Yesterday The Chicago Tribune ran an article critiquing three hot pumpkin drinks. At first, I was surprised that Starbucks, the place that put the drink on the map with their Pumpkin Spice Latte, came in with a very average "C". Last fall, I looked for excuses to be near a Starbucks so I could get "just one more" before they removed them from their menu, I loved these drinks so much. My autoload Starbucks card recharged more often in October and November than it did the other ten months of the year. I wondered if maybe the critic had gotten a bad drink. If he stopped at a licensed store, like a Target or in an airport, most likely he did. How could the drink I loved be rated so cruelly? And did I need to give Dunken' Donuts a shot?
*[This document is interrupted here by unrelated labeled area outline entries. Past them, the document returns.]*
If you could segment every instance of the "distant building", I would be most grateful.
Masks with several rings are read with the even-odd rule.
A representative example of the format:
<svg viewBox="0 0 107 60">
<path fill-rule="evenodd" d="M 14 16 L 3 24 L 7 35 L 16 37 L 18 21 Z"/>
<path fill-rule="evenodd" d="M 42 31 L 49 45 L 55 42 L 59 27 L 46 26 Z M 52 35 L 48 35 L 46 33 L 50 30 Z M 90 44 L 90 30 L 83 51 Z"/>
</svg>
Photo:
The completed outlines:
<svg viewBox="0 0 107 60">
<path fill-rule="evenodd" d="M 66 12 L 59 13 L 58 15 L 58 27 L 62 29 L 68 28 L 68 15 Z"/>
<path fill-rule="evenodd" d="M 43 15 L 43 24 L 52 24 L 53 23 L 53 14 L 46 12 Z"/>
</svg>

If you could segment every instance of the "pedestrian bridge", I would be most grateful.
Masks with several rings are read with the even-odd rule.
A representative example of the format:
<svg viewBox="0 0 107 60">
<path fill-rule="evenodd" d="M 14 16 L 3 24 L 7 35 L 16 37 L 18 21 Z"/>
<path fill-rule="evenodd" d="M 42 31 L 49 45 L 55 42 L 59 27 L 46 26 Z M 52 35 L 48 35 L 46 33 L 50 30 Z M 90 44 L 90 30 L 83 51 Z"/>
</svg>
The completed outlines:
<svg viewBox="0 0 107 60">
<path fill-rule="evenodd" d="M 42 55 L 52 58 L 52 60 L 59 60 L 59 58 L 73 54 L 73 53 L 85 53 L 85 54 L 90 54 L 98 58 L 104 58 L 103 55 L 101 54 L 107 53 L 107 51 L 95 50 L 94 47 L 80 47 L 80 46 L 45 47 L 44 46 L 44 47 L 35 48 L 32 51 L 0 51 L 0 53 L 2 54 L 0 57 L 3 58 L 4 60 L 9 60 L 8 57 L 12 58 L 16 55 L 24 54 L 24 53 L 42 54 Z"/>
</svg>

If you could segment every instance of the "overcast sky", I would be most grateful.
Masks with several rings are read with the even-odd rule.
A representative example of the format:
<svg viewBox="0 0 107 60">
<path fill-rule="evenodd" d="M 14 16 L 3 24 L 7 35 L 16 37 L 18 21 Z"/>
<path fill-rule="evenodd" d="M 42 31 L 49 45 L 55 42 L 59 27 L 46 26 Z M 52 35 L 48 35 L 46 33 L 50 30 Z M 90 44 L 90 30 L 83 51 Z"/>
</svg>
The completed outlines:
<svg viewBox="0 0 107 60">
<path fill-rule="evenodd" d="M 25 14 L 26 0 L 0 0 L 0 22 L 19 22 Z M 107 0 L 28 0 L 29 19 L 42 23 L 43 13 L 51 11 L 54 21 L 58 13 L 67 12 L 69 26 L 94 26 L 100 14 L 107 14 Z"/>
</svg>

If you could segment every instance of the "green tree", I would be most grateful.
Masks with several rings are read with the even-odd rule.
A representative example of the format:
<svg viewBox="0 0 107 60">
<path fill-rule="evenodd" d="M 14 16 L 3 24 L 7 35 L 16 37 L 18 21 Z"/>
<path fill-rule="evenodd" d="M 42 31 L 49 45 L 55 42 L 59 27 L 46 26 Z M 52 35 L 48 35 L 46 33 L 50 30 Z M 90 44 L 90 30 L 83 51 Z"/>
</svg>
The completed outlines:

Luckily, before I could grab my car keys, the caffeine monkey on my back jumped off long enough for me to hear the soft chattering of the good nutrition monkey. And he was reminding me, I'd had only one PSL this year, and I hadn't been impressed. Maybe they'd changed the recipe? No, he chittered on - you no what it was. It was always the whipped cream! A mediocre drink had cloaked itself in creamy, fluffy, thick....fat. When I committed myself to eating better, eating less, and moving more about five months ago, fat for the sake of fat disappeared from my diet. If a food can't stand up without garnish, what kind of food is it? Without the whip cream, the PSL was okay, but certainly no better flavor-wise than what I could make at home with the pumpkin flavored non-dairy creamer I buy at the grocery. Sure, it lacks the caffeine punch, but I can always drink two cups and still save money and fat.
I think that by allowing the whip cream to melt into his drink, the critic discovered exactly why it's there in the first place. You taste that lovely sweetness, and your tongue gets coated with animal fat, and you don't realize that the drink itself isn't a melding of flavor at all. It's pumpkin flavored coffee. Good stuff, but nothing to get addicted to.